Please see this Jupyter notebook for a demo.
pl_spacy_model_morfeusz
This version of our model utilizes an external dependency: Morfeusz 2. We reccomend using this version, as it is significantly better for all the tasks involved. To do so you need to first install the Morfeusz 2 library, and its embeddings for Python. The detailed instructions for your architecture are available here: Morfeusz 2 bindings are installed via easy_install, and not via pip, although we are discussing the option to switch onto pip into the future. If Morfeusz 2 is not installed correctly, you will see a warning message and the model will not work as expected.
Morfeusz 2 is used within our custom pipeline component called Preprocessor. The Preprocessor first tokenizes the text, and then performs morphosyntactic analysis, and lemmatization. Since Morfeusz 2 offers multiple analyses for each token, we disambiguate these using our tagger. From 0.1.0
onwards the tagger is a integrated version of Toygger (for more info see the bibliography below). Because of this there is no separate tagger component in our pipeline (although there is a tagger in the model), and you cannot skip tagging during the processing stage.
In this version of the model, the token.tag_
attribute returns the POS tag only. All the morphological features are stored in token._.feats
custom attribute.
This notebook shows some features of the model with Morfeusz 2.
Evaluation metrics
Both the poster and the article list the evaluation scores for 0.0.3 version, for up to date results please see the evaluation
folder.
Change history
- 0.1.0
- reduced the size of the model
- added the flexer component
- added the capabilities for full morphosyntactic analysis using Toygger
- 0.0.5 -- several changes
- corrected errors in NER model,
- parser now performs sentencization correctly (you can parse whole documents now, instead of individual sentences)
- parser trained on PDB treebank (instead of LFG),
- added version using Morfeusz library as an external dependency; more detailed morphosyntactic tags are available in token.tag_ attribute.
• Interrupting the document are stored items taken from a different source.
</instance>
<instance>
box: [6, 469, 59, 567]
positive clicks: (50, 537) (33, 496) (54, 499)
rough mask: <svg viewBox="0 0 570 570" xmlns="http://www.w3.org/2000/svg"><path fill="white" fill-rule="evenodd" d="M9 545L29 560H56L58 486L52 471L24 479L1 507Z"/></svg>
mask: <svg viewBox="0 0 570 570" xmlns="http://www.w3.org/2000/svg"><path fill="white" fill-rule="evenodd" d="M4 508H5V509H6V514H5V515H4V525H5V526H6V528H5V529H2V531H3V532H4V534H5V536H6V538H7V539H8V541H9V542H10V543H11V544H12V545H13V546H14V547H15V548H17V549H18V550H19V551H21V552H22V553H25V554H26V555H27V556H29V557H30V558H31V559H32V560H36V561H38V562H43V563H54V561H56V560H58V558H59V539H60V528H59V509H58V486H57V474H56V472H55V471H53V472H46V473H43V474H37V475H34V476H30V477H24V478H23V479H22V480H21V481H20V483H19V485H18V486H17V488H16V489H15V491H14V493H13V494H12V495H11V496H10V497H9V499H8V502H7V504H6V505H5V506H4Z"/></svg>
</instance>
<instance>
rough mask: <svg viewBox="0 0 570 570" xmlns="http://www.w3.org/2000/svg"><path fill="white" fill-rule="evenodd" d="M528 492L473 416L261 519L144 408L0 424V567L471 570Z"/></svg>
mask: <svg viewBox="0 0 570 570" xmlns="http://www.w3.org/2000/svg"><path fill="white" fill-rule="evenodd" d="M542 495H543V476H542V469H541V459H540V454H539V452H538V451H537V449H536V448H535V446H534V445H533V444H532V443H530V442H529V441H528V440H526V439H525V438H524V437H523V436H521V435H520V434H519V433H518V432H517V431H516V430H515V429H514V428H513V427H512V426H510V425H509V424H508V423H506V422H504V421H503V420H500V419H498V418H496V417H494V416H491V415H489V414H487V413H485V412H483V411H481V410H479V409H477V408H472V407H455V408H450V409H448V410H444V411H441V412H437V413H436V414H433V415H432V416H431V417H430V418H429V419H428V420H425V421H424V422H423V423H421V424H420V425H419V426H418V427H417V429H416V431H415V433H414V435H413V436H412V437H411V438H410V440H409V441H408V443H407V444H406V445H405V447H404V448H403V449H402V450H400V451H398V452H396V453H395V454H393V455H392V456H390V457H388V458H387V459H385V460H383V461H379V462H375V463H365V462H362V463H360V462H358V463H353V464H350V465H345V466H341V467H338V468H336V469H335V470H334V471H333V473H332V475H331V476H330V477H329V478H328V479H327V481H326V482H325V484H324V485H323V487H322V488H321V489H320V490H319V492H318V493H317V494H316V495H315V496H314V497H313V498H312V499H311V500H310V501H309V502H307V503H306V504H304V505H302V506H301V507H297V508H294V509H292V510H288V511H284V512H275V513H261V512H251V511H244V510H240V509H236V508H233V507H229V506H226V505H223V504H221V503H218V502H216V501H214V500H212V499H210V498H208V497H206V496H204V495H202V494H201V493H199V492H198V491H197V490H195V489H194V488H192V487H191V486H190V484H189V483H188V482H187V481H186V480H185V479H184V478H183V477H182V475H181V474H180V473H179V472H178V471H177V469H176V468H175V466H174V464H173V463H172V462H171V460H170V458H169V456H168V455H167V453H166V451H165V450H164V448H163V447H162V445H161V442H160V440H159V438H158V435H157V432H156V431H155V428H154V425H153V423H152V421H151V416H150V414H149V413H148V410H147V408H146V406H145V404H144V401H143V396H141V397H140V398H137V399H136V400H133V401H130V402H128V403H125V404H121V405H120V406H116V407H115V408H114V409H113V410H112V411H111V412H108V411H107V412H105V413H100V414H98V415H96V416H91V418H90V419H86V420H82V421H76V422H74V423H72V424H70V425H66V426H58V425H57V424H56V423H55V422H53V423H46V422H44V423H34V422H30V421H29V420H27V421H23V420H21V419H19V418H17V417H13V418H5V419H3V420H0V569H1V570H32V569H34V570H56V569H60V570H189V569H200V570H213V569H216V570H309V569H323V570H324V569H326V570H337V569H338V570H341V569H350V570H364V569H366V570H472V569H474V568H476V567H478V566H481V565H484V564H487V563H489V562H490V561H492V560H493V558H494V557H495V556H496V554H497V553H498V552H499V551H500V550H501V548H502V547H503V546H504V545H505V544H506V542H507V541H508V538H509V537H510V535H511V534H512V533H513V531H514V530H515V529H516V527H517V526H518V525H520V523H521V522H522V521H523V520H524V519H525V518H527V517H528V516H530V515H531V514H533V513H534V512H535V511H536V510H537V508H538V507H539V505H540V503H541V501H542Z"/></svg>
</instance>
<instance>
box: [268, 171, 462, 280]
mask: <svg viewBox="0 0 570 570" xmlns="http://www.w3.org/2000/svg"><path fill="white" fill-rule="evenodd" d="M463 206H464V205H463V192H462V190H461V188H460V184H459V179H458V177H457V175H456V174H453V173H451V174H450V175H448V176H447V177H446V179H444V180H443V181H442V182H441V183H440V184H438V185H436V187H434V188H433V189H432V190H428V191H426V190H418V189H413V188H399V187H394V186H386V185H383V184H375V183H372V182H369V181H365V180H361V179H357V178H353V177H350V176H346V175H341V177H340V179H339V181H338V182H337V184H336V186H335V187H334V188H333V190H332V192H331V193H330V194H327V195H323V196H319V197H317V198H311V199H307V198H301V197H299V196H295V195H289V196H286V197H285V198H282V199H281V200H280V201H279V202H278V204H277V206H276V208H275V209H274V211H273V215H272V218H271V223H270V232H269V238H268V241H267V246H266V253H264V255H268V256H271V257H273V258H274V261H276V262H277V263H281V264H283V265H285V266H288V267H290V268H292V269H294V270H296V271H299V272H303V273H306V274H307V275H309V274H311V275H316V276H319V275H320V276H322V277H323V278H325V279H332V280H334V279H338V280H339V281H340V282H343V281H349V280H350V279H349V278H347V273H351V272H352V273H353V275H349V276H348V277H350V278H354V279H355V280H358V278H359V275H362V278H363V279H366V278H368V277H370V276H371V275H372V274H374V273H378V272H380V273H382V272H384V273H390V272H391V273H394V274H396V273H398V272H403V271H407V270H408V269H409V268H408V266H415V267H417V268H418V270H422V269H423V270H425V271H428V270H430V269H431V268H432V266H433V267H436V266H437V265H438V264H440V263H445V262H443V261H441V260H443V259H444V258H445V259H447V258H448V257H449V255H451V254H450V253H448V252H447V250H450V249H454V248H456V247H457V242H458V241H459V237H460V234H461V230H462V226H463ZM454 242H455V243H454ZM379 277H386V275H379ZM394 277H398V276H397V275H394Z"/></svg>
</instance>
- 0.0.3 -- added support for spaCy 2.2
Authors
Ryszard Tuora
supervision: Łukasz Kobyliński
Licensing
Both models are available on the GNU GPL 3.0 license, which allows for commercial use.
Citing
Ryszard Tuora and Łukasz Kobyliński, "Integrating Polish Language Tools and Resources in spaCy". In: Proceedings of PP-RAI'2019 Conference, 16-18.10.2019, Wrocław, Poland.
Bibliography
For more info about Toygger, see here:
Katarzyna Krasnowska-Kieraś. Morphosyntactic disambiguation for Polish with bi-LSTM neural networks. In Zygmunt Vetulani and Patrick Paroubek, editors, Proceedings of the 8th Language & Technology Conference: Human Language Technologies as a Challenge for Computer Science and Linguistics, pages 367–371, Poznań, Poland, 2017. Fundacja Uniwersytetu im. Adama Mickiewicza w Poznaniu.